Non-surgical treatment of peptic ulcer of the esophagus is identical to that used for gastric ulcer and is carried out in accordance with the identified gastroscopic and histological data. The drugs of choice can be H2-antihistamines (Ranitidine, Ranigast, Famotidine, Cimetidine), antacids and adsorbents (Almazilat, aluminum phosphate, Carbaldrate, magnesium carbonate, magnesium oxide), antihypoxants and antioxidants (Butylated hydroxytoluene), vitamins and vitamin-like agents (Retinol, Retinol palmitate), proton pump inhibitors (drugs that block the final stage of hydrochloric acid formation - Lansoprazole, Omenrazole, Akrilaize, Lanzap, Lansofed), local anesthetics (Benzocaine), regenerators and reparators (Tykveol), myotropic antispasmodics (Otilonium bromide).
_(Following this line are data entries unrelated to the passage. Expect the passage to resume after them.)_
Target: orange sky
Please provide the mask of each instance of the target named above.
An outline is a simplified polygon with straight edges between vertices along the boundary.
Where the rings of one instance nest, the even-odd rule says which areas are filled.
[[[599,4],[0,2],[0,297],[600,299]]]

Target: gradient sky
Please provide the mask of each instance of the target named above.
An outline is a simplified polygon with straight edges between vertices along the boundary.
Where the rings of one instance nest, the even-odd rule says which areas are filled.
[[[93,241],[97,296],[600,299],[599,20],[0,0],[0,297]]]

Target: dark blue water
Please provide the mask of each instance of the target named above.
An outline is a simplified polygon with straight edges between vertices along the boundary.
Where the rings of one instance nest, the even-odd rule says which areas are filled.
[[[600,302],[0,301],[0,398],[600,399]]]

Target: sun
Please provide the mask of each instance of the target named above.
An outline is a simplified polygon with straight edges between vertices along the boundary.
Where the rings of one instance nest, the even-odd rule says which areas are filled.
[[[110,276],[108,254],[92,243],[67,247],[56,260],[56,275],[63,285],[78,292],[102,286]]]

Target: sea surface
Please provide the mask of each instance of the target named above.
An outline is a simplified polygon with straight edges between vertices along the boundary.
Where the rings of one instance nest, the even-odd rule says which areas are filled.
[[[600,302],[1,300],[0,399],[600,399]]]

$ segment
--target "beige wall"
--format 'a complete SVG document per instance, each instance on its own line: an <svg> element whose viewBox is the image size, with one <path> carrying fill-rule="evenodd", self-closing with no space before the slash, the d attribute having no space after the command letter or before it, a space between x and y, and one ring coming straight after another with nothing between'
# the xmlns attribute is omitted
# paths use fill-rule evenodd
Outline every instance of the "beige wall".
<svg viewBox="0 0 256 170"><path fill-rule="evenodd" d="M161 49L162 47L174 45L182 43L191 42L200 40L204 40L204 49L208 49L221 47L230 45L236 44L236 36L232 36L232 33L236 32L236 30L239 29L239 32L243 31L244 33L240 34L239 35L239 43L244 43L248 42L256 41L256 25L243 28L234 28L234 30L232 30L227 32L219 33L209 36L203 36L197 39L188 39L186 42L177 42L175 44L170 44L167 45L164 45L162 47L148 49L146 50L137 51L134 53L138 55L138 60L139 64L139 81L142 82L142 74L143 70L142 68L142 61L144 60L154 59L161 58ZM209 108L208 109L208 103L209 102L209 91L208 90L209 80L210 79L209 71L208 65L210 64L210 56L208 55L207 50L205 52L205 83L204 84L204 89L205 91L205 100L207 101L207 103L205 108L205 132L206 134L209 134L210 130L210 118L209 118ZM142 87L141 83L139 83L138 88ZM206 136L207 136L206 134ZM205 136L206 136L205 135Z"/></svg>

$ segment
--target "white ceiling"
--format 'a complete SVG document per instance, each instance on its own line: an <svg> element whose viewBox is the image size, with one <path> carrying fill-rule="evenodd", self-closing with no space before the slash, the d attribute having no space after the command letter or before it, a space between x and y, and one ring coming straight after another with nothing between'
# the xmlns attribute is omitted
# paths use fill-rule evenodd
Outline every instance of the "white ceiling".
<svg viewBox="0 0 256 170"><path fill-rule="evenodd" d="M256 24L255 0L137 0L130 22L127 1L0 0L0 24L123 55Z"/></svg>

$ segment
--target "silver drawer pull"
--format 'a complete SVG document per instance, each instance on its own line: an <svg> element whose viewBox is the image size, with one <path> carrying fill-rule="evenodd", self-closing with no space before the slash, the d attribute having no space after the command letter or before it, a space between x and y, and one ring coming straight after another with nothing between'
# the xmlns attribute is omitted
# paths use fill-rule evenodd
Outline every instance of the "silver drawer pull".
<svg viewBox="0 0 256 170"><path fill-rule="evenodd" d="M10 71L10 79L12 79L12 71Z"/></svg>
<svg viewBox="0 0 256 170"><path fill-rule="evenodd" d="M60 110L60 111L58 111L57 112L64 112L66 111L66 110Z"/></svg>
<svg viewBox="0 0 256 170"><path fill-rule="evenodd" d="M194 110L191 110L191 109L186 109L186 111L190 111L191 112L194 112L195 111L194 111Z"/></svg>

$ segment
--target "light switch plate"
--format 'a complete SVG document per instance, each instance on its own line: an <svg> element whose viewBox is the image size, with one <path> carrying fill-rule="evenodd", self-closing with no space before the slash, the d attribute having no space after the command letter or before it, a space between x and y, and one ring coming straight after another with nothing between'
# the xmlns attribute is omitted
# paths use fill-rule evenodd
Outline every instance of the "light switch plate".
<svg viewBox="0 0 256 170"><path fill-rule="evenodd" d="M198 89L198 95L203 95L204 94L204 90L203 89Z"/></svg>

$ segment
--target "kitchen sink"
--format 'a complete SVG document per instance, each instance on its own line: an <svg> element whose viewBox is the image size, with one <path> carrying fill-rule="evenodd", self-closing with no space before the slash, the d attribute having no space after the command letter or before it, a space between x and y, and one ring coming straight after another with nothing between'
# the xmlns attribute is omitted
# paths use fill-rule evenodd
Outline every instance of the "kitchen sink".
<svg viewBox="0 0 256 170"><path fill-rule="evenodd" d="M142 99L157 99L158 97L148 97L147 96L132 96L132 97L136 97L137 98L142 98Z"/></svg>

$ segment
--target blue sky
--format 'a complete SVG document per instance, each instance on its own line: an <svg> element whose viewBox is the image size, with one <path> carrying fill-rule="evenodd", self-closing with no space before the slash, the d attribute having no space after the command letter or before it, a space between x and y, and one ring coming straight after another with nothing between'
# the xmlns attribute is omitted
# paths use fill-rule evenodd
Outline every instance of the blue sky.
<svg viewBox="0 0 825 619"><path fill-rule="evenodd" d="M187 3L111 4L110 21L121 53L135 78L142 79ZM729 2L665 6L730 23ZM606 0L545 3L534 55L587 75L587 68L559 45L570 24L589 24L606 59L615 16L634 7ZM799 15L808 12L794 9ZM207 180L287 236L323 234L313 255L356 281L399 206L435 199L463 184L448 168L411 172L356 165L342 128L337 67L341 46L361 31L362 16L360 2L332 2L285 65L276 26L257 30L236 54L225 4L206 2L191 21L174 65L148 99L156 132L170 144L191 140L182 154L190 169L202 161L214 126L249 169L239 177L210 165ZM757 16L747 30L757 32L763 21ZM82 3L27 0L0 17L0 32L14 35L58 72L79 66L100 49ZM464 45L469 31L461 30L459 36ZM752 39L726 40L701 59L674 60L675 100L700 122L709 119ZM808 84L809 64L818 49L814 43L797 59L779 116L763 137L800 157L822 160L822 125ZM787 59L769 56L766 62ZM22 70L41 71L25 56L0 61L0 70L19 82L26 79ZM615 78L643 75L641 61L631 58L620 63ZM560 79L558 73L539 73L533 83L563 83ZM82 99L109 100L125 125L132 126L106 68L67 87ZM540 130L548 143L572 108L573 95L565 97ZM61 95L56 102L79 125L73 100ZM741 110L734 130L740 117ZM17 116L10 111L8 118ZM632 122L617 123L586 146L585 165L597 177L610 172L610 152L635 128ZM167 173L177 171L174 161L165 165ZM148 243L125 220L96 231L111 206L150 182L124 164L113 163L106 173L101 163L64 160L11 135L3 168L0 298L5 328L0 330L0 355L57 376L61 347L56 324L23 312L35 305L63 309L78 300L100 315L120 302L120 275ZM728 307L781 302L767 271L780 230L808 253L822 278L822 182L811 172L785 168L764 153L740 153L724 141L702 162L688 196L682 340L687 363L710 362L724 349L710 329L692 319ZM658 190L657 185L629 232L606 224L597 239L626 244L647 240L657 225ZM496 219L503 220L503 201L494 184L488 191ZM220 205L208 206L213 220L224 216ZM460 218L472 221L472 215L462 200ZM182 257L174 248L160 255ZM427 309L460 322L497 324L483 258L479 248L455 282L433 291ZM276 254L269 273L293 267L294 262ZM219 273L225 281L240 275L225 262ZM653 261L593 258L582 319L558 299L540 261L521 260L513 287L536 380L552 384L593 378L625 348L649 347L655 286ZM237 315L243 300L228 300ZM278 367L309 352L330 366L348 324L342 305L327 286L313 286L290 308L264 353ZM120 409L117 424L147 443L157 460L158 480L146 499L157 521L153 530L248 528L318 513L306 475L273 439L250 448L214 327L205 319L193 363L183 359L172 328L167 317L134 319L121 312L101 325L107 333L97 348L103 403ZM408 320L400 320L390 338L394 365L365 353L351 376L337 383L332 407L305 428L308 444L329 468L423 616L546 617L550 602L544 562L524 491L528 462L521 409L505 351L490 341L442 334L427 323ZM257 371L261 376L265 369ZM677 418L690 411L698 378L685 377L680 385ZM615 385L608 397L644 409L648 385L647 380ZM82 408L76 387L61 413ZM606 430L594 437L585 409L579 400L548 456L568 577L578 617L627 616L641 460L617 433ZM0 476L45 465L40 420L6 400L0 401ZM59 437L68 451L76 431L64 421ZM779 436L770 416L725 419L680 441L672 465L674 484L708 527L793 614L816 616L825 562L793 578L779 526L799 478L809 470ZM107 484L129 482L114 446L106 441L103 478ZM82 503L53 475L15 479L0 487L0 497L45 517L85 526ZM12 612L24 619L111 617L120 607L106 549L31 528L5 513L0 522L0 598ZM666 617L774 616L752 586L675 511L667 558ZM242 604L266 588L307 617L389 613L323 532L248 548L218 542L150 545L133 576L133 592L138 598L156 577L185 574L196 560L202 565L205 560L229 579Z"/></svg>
Endoscopic treatment of peptic ulcer of the esophagus using cauterizing, extinguishing and astringent agents is ineffective.
Peptic ulcer of the esophagus is treated surgically only in cases of deep ulcers that are not amenable to non-surgical treatment, pose a risk of perforative complications, and also in cases of esophageal perforations. At the same time, a gastrostomy is applied for nutrition.